8. CFG Normal Forms
Feb 1, 2022
Substitution rules
- modify grammar to produce an equivalent grammar that produces same strings
- Substitute \(B \rightarrow y\) to obtain equivalent grammar:
Original \begin{align*} A & \rightarrow xBz \\ B & \rightarrow y_1 \end{align*} | Equivalent \begin{align*} A & \rightarrow xBz \text{ | } xy_1z \end{align*} |
\(\epsilon\)-productions
- when \(X\) is a nullable variable, also eliminate \(\epsilon\)-productions: \(X \rightarrow \epsilon\)
- after removing \(\epsilon\)-productions all nullable variables disappear (except for start variable)
Original \begin{align*} S & \rightarrow aMb \\ M & \rightarrow aMb \\ M & \rightarrow \epsilon \end{align*} | Equivalent \begin{align*} S & \rightarrow aMb \text{ | } ab \\ M & \rightarrow aMb \text{ | } ab \\ \end{align*} |
Unit productions
- unit production occurs when a single variable occurs on both sides, e.g. \(X \rightarrow Y\)

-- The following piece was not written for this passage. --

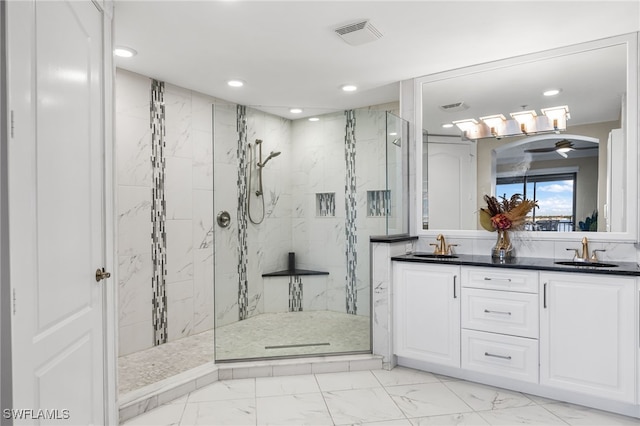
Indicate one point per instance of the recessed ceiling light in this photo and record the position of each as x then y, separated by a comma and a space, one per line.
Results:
235, 83
124, 52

- eliminate unit productions using substitution rule
Original \begin{align*} S & \rightarrow aA \\ A & \rightarrow a \\ A & \rightarrow B \\ B & \rightarrow A \\ B & \rightarrow bb \\ \end{align*} |
Intermediate (substitute A → B) \begin{align*} S & \rightarrow aA \text{ | } aB \\ A & \rightarrow a \\ B & \rightarrow A \text{ | } B \\ B & \rightarrow bb \end{align*} |
Intermediate (remove B → B) \begin{align*} S & \rightarrow aA \text{ | } aB \\ A & \rightarrow a \\ B & \rightarrow A \\ B & \rightarrow bb \end{align*} |
Final equivalent (remove B → A) \begin{align*} S & \rightarrow aA \text{ | } aB \\ A & \rightarrow a \\ B & \rightarrow bb \end{align*} |
Useless variables & productions
- productions that do not generate any useful string with only terminals or is unreachable
- in grammar: \(S \rightarrow aSb\text{ | }\epsilon\text{ | }A\) \(A \rightarrow aA\)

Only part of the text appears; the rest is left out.